Many companies think that something like this could never happen to them. However, the recent GSK announcement is difficult to distinguish from other allegations and settlements in the United States under the Foreign Corrupt Practices Act and also in the U.K., with its Serious Fraud Office’s investigation of violations of the UK Bribery Act.
This case and others like it demonstrate that this can and does happen—even to companies with mature compliance programs and resources.
Damage to Reputation Is Hard to Undo
Warren Buffett has been quoted as saying, “It takes 20 years to build a reputation and five minutes to ruin it.
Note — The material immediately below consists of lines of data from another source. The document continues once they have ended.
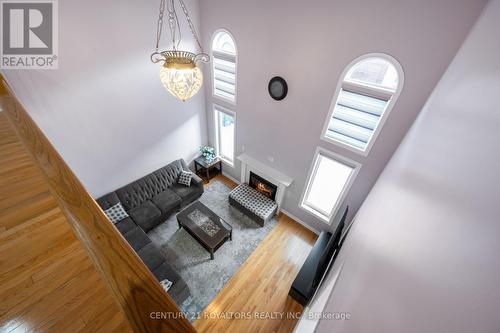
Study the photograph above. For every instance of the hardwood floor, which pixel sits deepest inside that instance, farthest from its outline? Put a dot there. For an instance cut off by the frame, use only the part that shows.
(47, 282)
(260, 288)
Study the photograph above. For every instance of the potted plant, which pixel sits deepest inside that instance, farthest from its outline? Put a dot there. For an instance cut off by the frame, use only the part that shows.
(208, 153)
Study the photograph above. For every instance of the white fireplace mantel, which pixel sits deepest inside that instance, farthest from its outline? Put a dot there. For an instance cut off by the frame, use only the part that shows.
(276, 177)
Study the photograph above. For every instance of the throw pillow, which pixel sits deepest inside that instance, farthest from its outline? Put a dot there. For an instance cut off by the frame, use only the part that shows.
(166, 284)
(116, 213)
(185, 178)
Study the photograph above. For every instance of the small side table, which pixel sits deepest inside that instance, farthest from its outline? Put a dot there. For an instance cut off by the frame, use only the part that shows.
(203, 166)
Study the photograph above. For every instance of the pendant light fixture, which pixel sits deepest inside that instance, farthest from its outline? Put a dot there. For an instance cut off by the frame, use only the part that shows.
(179, 72)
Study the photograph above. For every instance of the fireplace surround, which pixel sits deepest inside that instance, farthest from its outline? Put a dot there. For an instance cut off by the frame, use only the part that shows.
(267, 173)
(262, 185)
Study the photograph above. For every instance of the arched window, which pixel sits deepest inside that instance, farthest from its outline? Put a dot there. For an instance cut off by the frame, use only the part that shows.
(365, 95)
(224, 66)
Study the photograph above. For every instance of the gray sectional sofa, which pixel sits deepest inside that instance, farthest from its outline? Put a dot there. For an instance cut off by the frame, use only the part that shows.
(149, 201)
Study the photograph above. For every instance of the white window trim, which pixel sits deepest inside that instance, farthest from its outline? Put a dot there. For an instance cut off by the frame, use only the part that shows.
(386, 113)
(218, 108)
(226, 57)
(356, 167)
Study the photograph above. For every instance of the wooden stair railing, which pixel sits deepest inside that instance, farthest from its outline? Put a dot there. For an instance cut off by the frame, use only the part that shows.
(132, 285)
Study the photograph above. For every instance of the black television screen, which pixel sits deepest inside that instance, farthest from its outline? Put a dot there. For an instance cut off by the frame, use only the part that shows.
(333, 244)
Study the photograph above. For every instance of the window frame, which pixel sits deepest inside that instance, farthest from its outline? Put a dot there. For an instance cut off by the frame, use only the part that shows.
(227, 57)
(376, 92)
(216, 109)
(356, 166)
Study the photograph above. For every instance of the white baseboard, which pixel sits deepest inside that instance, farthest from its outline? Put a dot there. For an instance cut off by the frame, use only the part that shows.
(296, 219)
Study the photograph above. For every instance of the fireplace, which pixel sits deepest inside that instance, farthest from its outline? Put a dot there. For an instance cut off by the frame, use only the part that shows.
(263, 186)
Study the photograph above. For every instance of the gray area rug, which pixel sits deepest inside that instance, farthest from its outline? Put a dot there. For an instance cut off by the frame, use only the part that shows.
(206, 277)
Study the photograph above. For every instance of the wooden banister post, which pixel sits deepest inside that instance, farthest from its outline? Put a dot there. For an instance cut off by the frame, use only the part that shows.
(132, 285)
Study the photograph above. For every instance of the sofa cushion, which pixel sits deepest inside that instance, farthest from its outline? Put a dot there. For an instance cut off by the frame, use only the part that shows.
(185, 178)
(187, 194)
(167, 201)
(145, 215)
(169, 174)
(151, 256)
(125, 225)
(137, 238)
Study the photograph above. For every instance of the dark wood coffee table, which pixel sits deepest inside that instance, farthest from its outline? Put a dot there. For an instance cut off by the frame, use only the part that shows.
(205, 226)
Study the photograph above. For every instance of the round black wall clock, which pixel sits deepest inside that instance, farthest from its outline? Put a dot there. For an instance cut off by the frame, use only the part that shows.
(277, 88)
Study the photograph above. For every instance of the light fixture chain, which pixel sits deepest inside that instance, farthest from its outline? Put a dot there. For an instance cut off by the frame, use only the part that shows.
(160, 24)
(190, 24)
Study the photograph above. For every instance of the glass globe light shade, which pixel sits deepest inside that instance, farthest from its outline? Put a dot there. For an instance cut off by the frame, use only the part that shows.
(181, 80)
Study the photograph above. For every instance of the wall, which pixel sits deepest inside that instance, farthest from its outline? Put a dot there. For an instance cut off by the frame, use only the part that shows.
(309, 44)
(423, 254)
(105, 109)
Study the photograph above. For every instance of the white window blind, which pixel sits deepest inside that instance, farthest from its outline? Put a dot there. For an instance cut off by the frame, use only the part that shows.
(355, 118)
(367, 93)
(224, 73)
(328, 182)
(224, 67)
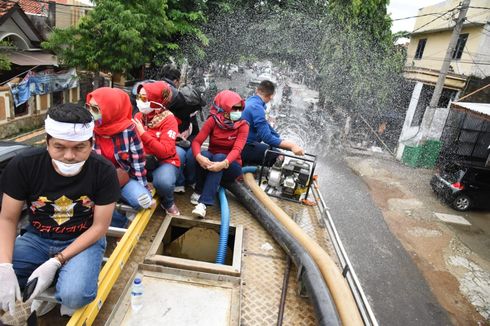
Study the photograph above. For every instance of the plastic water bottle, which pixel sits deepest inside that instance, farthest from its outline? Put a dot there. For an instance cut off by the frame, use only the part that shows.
(137, 294)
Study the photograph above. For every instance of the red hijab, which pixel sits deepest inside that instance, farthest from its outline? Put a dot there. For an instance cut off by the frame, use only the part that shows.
(221, 108)
(116, 110)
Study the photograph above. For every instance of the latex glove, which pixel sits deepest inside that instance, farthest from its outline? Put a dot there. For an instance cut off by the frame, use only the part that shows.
(144, 200)
(298, 150)
(45, 276)
(9, 289)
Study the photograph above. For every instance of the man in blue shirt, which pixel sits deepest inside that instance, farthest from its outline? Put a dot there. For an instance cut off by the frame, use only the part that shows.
(261, 135)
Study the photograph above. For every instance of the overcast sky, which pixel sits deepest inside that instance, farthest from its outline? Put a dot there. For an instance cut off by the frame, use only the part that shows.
(397, 9)
(406, 8)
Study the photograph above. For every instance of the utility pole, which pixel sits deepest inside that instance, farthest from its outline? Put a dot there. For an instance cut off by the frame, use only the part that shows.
(449, 53)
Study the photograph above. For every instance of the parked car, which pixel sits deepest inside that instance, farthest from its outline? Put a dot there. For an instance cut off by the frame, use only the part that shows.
(463, 185)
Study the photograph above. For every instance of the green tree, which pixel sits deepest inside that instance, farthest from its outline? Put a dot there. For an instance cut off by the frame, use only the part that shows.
(118, 35)
(4, 60)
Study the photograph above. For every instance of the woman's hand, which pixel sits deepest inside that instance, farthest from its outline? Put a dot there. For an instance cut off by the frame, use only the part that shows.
(203, 161)
(217, 166)
(139, 126)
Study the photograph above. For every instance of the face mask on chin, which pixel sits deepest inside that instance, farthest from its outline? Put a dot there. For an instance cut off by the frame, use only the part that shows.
(235, 115)
(68, 169)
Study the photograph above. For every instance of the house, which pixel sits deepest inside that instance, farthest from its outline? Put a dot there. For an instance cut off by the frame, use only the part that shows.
(35, 82)
(420, 140)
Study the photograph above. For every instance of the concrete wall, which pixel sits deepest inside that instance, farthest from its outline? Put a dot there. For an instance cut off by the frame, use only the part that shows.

If you think about that, you’ll do things differently.”As a case in point,one of the major impacts beyond financial penalties in high-profile cases is often the loss of a company’s hard-earned reputation.
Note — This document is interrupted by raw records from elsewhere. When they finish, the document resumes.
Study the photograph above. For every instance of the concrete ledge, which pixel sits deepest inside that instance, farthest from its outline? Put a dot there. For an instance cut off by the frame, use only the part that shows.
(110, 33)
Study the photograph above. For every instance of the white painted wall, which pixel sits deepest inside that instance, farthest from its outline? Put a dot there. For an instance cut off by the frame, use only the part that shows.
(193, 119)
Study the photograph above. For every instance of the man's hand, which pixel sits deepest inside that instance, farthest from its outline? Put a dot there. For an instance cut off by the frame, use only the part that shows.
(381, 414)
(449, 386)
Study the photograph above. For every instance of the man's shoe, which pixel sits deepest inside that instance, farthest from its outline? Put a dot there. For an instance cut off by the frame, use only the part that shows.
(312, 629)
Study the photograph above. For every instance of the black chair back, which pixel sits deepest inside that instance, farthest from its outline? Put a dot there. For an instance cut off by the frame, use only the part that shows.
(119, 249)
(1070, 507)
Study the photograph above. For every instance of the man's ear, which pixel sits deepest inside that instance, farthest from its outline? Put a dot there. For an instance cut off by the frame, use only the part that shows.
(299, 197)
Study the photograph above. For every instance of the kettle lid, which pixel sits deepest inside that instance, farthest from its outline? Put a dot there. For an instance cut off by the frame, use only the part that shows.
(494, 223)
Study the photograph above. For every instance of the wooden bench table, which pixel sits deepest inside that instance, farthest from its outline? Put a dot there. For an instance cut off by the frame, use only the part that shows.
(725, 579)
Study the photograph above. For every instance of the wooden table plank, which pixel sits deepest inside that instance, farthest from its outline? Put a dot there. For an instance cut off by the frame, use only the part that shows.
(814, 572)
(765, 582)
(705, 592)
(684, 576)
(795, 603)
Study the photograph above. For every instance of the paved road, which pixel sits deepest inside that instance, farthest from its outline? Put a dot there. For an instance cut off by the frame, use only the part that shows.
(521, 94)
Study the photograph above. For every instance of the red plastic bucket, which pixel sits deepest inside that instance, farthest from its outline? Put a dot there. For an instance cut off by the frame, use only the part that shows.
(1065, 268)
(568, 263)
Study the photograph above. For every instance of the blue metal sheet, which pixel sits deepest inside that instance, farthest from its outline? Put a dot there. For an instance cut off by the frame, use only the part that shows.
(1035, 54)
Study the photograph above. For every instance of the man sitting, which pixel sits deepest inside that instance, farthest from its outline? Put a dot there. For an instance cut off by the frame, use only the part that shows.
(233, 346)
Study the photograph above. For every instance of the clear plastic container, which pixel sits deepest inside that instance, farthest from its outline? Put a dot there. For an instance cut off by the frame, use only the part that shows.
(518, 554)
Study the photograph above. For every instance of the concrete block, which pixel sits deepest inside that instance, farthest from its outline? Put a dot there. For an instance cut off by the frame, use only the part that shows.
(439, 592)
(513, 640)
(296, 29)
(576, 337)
Once a company’s name and reputation are linked with a serious compliance failure, it often falls victim to copycat investigations. While there may be a debate about whether this is fair and whether all allegations can be proven, the negative fallout and impact on a company in terms of resources can be huge. The damage to a company’s reputation is already done even before the allegations are proven or settled.
The greater danger may be the loss of future business opportunities, particularly if the company serves the U.S. or other governments. In some cases, allegations of bribery, fraud or other misconduct, if proven, may make a company ineligible for future business for a period of time. The allegations may also give a company a “black eye” that makes customers less interested in doing business with it.
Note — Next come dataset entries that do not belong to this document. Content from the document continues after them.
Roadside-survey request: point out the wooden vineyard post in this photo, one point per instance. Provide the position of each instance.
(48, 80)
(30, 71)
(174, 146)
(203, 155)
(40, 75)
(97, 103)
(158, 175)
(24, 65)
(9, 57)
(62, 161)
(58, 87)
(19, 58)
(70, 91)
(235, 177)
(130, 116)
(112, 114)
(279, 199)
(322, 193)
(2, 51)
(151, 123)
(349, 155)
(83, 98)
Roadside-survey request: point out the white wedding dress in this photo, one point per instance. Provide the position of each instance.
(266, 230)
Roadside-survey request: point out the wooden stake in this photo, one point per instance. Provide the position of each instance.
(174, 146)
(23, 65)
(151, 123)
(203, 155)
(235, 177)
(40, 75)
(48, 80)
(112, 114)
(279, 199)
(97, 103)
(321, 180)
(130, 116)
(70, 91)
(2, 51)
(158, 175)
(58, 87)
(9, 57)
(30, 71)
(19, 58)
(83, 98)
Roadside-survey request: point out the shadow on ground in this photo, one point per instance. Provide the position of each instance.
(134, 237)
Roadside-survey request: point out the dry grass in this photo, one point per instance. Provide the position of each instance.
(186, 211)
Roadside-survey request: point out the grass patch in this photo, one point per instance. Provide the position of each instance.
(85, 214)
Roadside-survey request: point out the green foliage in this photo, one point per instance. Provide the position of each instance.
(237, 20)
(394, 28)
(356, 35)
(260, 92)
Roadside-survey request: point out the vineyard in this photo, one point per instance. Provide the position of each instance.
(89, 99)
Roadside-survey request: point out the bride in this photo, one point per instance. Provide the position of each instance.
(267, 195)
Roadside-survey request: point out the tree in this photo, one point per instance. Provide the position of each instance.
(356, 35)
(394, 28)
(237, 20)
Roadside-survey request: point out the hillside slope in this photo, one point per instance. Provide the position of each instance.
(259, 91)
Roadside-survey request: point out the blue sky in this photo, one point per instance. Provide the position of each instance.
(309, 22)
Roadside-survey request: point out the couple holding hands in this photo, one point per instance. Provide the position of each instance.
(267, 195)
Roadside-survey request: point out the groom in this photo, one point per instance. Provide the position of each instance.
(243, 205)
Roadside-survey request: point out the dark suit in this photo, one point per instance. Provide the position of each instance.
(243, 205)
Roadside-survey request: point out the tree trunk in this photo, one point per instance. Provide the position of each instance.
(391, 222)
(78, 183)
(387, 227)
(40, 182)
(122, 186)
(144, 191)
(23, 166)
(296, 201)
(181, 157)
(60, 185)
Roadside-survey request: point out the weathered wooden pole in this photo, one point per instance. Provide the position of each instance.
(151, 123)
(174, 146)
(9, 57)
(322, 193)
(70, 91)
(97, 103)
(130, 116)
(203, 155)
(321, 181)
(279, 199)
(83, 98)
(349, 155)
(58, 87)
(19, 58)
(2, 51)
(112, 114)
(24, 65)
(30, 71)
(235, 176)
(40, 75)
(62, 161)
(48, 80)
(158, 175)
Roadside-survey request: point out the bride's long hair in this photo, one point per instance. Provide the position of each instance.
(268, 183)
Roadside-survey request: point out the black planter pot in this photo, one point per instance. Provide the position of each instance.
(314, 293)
The True Costs of Compliance Failures Go Well Beyond Dollars
The most direct costs of compliance failures are the fines and the penalties paid to settle a matter. In addition, the cost of investigating claims and modifying compliance programs can be significant.
The recent Walmart Mexican real estate investigation is a prime example of this. The associated annual costs reported in the Walmart annual and quarterly reports are in the hundreds of millions of dollars. And these are sunk costs at this point, regardless of whether the allegations are ultimately proven.
Less obvious costs associated with these high-profile matters are the hours spent by employees, especially the C-suite and the board on damage control, investigations, depositions and other distractions. These are hours that could be better spent on strategic planning and operational efficiency, which benefit both employees and stakeholders.
Five Steps for Mitigating Bribery & Corruption Risk
What can you do to inoculate your company from the possibility that one day you open the paper to find a headline alleging that your company has endorsed or ignored a scheme of bribery and corruption?
- Conduct a risk assessment, especially with respect to bribery.
- Use automated, data-driven third-party due diligence to reduce the likelihood of engaging unscrupulous agents.
- Have clear policies and code of conduct language that addresses company policy on gifts and anti-bribery—and conduct serious training to support it.
- Have readily available hotlines for reporting and investigating misconduct.
- Conduct an external risk assessment of your program to expose gaps and promptly mitigate them.
Each of these elements can have a strong impact on identifying weaknesses and plugging the gaps before an issue makes it to the desk of a regulator and the front page of a newspaper. When implemented together, these five steps can lead to a stronger, more effective anti-bribery compliance program.